Member of the Florida House of Representatives from Broward County
- In office 1955–1957

Judge of the Broward Circuit Court
- In office 1986–1987
- In office 1988–1995

Personal details
- Born: Andrew Jackson Musselman Jr. November 8, 1926 Fort Lauderdale, Florida, U.S.
- Died: December 17, 1997 (aged 71) Pompano Beach, Florida, U.S.
- Party: Democratic
- Alma mater: University of Nevada University of Florida School of Law
- Occupation: Judge

= Andrew J. Musselman Jr. =

American judge and politician

Andrew Jackson Musselman Jr. (November 8, 1926 – December 17, 1997) was an American judge and politician. A member of the Democratic Party, he served in the Florida House of Representatives from 1955 to 1957 and as judge of the Broward Circuit Court from 1986 to 1987 and again from 1988 to 1995.

== Life and career ==
Musselman was born in Fort Lauderdale, Florida. He briefly attended the University of Miami on a football scholarship, before transferring to the University of Nevada, Reno, playing college football as a quarterback. He served in the United States Navy Reserve during World War II, which after his discharge, he attended the University of Florida School of Law, earning his law degree in 1950.

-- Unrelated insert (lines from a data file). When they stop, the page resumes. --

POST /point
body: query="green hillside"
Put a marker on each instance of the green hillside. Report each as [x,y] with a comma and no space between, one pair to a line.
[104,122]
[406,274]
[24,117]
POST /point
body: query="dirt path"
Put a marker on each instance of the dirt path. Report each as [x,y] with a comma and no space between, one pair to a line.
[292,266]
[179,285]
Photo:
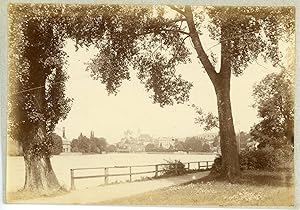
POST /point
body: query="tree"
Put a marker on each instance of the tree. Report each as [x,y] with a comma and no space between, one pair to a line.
[57,147]
[274,99]
[37,92]
[143,38]
[101,144]
[244,35]
[193,144]
[206,147]
[150,148]
[111,148]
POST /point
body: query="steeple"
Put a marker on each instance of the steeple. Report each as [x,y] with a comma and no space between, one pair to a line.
[64,133]
[92,135]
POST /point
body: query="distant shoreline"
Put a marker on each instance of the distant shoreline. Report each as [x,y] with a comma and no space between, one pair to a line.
[177,153]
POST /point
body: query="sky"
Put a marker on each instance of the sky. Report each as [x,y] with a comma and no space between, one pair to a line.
[110,115]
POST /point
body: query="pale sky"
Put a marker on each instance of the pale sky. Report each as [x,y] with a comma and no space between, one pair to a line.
[109,115]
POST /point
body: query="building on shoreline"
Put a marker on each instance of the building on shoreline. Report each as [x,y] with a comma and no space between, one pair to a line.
[65,142]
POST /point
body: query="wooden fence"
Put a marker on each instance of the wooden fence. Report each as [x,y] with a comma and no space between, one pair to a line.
[105,171]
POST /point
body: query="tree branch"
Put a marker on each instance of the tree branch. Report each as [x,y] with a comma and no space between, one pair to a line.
[209,68]
[177,10]
[183,32]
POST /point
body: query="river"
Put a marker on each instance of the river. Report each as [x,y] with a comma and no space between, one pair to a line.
[63,163]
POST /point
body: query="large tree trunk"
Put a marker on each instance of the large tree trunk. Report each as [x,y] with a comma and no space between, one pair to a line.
[221,82]
[228,143]
[39,175]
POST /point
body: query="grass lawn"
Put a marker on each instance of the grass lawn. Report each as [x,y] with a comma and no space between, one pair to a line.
[255,188]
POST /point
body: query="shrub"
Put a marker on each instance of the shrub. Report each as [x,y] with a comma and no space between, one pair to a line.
[170,169]
[216,168]
[266,158]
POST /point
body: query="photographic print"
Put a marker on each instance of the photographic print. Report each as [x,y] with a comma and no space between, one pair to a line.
[159,105]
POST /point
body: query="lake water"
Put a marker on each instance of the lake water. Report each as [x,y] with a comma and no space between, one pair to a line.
[63,163]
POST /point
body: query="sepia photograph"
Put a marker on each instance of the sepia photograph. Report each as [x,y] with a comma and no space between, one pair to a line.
[150,105]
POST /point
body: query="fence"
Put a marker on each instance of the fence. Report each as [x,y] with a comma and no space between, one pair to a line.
[105,170]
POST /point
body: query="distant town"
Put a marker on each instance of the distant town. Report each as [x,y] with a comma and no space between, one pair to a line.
[132,142]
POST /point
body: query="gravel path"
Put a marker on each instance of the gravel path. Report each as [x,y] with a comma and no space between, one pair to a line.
[109,192]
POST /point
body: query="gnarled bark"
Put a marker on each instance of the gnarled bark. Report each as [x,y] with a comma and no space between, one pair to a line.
[39,175]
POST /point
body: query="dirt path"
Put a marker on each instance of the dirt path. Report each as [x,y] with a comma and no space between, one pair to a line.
[109,192]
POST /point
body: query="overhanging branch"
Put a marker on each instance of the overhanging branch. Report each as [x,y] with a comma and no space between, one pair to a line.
[177,10]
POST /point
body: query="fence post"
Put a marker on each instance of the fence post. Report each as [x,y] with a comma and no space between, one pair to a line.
[130,179]
[72,179]
[106,175]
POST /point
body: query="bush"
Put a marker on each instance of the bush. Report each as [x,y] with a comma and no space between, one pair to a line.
[170,169]
[266,158]
[216,168]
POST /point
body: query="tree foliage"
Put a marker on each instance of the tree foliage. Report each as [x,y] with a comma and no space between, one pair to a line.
[275,99]
[84,144]
[149,39]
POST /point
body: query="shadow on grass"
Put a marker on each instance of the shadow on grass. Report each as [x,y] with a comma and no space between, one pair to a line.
[283,178]
[27,195]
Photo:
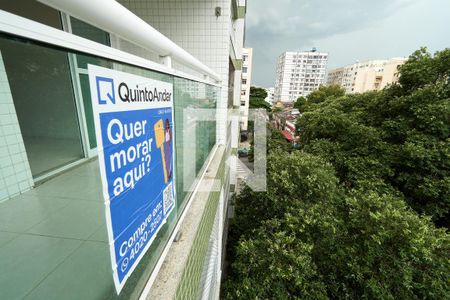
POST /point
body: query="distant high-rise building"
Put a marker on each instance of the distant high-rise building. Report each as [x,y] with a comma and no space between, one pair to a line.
[270,94]
[247,55]
[371,75]
[299,73]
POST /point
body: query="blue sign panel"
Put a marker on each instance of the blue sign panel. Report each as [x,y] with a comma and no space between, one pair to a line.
[135,136]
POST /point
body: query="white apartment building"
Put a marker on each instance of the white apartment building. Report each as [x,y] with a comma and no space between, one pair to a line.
[54,237]
[247,57]
[270,95]
[370,75]
[299,73]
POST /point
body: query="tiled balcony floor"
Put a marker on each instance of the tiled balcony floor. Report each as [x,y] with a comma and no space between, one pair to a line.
[53,240]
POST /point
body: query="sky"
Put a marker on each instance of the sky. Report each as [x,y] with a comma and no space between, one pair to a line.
[349,30]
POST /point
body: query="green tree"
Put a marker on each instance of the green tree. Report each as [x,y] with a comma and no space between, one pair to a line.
[309,238]
[301,104]
[257,96]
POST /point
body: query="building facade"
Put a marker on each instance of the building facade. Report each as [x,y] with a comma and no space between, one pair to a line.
[299,73]
[270,95]
[247,58]
[371,75]
[53,238]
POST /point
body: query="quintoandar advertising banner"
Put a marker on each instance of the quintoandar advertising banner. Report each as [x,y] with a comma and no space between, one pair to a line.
[135,136]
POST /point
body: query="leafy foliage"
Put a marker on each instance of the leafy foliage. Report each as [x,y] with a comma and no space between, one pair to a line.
[353,214]
[257,96]
[400,136]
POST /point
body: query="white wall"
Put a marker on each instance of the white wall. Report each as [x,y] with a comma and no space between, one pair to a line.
[194,26]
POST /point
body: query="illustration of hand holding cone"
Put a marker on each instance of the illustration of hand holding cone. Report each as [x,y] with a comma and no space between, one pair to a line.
[163,138]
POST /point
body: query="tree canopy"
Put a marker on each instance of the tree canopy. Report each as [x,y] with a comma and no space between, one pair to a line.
[257,96]
[361,211]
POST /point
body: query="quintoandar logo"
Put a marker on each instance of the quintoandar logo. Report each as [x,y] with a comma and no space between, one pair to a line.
[105,90]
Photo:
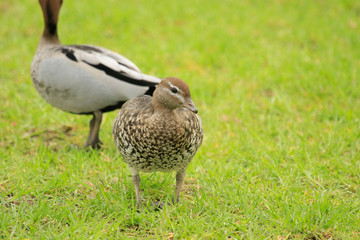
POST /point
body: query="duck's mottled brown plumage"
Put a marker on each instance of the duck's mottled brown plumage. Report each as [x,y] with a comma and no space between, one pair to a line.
[160,133]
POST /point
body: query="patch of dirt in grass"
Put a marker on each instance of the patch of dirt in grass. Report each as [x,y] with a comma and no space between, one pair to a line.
[9,201]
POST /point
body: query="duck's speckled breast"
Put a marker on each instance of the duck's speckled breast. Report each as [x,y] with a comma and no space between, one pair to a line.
[157,142]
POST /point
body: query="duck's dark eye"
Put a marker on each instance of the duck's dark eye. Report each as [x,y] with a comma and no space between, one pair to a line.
[174,90]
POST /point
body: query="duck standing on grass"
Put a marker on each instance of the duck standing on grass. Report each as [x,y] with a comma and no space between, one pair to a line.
[159,133]
[84,79]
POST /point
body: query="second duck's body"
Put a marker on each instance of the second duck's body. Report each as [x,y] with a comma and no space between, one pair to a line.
[84,79]
[159,133]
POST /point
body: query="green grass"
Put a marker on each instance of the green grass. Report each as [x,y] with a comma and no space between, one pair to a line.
[277,87]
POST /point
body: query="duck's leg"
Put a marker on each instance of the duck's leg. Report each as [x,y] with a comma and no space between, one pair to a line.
[136,181]
[180,176]
[93,140]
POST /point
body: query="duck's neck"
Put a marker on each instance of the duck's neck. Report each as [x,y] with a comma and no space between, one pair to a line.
[50,11]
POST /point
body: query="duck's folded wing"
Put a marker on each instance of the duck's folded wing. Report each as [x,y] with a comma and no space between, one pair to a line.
[110,63]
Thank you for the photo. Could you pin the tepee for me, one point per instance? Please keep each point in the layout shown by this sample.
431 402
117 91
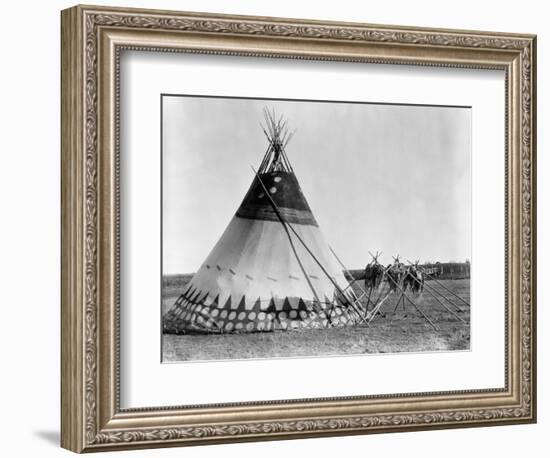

Musselman served in the Florida House of Representatives from 1955 to 1957. After his service in the House, Florida governor Bob Graham appointed Musselman to serve as judge of the Broward Circuit Court, serving from 1986 to 1987 and again from 1988 to 1995.

== Death ==
Musselman died on December 17, 1997, in Pompano Beach, Florida, at the age of 71.